Soy Ploy?
Taken from a page of Rick’s book: “Misled”
Many people concerned about the ill effects of meat and dairy products have resulted to eating soy products as a “healthy” alternative. Moreover, Soy advocates are quick to claim that it is high in protein, free of cholesterol, and very low in fat. However, they may omit that many of these products are made from unfermented, over-processed soy and that eating large quantities of these products may actually cause negative health ramifications.
However, before we continue, let’s clarify the differences between the two types of soy products. Soy can be classified into two categories: UNFERMENTED and FERMENTED. The former soy products include fresh soybeans, soy nuts, soymilk, tofu, and tons of other products lined side by side of each other in supermarkets shelves. The latter can be found in tempeh, miso, natta, and shoya tamari products. So what is fermentation? It is a process that allows food’s own living enzymes to be used as pre-digestion of the food before you eat it.
The critics of unfermented soy products claim that if you look at soy from a historical point you will find that soybeans were traditionally used in agriculture for crop rotation because they replenished lost nitrogen in the soil. However, there is no historical indication that soybeans were routinely eaten for food until the fermentation processes was developed around 440 BC. Today unfermented soy products are eaten on a daily basis in large quantities, and have been accused of causing many health problems from thyroid deficiencies to cancer.
The biggest concern containing these accusations is that soybeans contain phytates, an organic acid that prevents the uptake of needed minerals. Minerals that include calcium, magnesium, iron, and especially zinc. In actuality soybeans contain more phytates than any other grain, bean, or plant. So, a vegetarian diet that relies mainly on unfermented soy products (as a lot of health conscious Americans do) may, unbeknownst to them, be placing them selves in a situation of serious zinc deficiency. Zinc is imperative for the brain, nervous system, and immune system. Furthermore, it is in over 300 enzymatic activities, including the production of white blood cells, release of insulin in the pancreas, the production of sperm, fetal development, and protection from heavy metal poisoning.

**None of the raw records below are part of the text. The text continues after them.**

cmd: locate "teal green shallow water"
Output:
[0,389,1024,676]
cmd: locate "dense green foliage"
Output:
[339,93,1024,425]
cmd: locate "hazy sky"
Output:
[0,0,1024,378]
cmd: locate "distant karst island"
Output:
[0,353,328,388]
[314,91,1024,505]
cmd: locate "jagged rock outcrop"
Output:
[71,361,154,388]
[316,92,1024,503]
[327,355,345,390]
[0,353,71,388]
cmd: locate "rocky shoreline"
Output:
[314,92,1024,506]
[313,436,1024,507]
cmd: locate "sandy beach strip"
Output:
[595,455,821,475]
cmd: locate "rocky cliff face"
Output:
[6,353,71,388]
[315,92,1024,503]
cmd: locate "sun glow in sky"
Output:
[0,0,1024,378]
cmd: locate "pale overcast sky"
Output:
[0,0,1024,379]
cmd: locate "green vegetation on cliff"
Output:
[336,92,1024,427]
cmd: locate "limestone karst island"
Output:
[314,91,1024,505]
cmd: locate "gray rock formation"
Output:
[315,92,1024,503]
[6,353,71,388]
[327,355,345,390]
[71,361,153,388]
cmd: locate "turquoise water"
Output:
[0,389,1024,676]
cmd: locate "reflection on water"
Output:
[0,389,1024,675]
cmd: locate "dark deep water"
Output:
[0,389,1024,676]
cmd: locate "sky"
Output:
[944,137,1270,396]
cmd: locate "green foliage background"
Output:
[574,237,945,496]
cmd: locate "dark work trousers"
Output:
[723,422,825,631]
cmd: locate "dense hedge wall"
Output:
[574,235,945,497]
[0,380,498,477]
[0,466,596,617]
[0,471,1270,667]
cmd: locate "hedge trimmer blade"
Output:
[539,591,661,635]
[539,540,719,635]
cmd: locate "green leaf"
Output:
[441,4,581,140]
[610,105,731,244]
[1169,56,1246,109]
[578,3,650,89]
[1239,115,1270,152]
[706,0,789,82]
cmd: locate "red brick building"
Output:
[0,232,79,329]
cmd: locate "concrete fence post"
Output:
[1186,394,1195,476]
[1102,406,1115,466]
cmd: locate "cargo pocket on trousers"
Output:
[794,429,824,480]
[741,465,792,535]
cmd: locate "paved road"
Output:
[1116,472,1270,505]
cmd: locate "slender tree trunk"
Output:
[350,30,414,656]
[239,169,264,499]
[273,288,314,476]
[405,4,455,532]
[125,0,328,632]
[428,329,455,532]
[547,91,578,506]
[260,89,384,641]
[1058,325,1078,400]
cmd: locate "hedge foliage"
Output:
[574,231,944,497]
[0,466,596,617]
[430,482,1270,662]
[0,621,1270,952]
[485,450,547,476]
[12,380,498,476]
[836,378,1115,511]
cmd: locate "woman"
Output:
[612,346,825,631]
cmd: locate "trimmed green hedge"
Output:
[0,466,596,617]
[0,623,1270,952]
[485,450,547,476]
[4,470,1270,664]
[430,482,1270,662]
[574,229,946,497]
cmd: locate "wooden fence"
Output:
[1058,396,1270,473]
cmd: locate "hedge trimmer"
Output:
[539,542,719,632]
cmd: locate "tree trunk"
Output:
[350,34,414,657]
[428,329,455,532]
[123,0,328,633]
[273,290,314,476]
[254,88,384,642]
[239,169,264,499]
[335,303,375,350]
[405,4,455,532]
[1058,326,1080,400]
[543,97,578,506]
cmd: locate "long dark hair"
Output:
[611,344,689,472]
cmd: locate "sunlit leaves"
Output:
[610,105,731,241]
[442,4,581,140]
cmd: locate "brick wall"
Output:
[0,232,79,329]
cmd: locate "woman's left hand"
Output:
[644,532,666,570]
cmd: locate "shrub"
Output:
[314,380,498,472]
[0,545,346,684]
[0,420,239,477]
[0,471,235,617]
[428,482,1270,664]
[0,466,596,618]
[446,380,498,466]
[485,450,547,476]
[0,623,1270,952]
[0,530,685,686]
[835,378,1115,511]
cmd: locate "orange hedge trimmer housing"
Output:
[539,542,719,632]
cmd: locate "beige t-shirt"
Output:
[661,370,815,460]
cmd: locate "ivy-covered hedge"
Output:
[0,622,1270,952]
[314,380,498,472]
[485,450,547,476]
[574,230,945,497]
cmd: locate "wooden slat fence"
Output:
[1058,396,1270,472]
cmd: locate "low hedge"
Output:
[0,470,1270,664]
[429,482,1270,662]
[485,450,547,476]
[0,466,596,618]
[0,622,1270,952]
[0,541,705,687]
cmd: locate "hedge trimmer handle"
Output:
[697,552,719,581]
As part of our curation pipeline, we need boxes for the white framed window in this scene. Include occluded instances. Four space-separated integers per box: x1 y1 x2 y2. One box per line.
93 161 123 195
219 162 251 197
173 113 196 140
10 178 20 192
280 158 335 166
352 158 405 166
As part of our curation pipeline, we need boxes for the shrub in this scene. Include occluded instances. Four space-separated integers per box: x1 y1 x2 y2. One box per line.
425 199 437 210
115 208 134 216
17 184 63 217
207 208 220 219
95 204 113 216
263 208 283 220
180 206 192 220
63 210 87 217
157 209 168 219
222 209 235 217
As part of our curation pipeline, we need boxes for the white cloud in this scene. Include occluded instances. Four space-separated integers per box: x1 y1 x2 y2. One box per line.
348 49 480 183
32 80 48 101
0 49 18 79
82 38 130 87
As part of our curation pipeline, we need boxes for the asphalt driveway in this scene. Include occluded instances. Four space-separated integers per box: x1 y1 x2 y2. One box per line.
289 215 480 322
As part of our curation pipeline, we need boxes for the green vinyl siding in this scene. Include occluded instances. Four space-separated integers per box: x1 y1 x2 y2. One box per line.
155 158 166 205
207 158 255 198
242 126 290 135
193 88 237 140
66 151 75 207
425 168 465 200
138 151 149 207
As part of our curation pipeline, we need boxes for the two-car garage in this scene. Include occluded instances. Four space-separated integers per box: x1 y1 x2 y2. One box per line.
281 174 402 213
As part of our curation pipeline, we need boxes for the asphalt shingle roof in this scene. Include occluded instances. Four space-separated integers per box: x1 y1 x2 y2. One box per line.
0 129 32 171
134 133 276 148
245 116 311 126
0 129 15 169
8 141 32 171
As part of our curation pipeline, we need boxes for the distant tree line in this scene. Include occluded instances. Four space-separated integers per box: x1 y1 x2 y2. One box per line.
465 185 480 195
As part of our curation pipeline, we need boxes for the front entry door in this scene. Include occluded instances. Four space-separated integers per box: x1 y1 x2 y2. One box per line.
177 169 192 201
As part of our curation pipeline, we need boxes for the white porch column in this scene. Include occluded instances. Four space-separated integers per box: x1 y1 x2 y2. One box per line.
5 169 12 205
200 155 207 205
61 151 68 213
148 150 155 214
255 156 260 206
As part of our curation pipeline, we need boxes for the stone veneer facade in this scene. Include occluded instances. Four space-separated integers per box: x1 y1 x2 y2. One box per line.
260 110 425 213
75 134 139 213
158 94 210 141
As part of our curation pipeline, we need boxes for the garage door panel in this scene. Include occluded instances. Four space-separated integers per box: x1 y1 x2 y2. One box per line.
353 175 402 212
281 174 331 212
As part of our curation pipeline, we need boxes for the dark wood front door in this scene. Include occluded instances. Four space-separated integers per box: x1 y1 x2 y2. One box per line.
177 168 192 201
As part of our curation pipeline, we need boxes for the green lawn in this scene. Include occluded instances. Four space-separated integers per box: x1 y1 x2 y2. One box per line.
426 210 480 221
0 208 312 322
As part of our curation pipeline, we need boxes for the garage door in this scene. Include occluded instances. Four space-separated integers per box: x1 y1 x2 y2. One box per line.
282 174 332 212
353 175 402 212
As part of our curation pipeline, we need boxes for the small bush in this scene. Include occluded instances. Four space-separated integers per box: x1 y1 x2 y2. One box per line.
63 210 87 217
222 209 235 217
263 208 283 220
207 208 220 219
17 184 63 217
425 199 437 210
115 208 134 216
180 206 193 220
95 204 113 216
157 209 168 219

Nutrional experts tell us that fermenting soybeans is the most significant way to reduce their phytate concentration to avoid depleting minerals. Moreover, the process of fermentation enhances our body’s abilities to absorb protein and generate compounds that inhibit tumor growth and significantly stimulate the immune system.
Advocates of the soy industry claim that these accusations against unfermented soy products are part of a scheme thrown about by the dairy industry to instigate and encourage declining sales. Moreover, they adamantly deduce that thier products are safe and healthy for our bodies.
It all boils down to this. Comparing Asians to Americans, Americans tend to eat significantly higher amount of soy products (unfermented and-or fermented), and in my opinion, many questions still need to be answered about Soy products to presuppose that it is nutritious to consume in large quantities, and especially on a day to day basis.
Many research studies lead ust to believe that fermented soy products that I’ve mentioned in this article are of nutritional value to our bodies. However, there are studies that show the opposite. With that being said, I do believe that we should use these products in moderation until we have more questions answered about the true nutritional values of these products.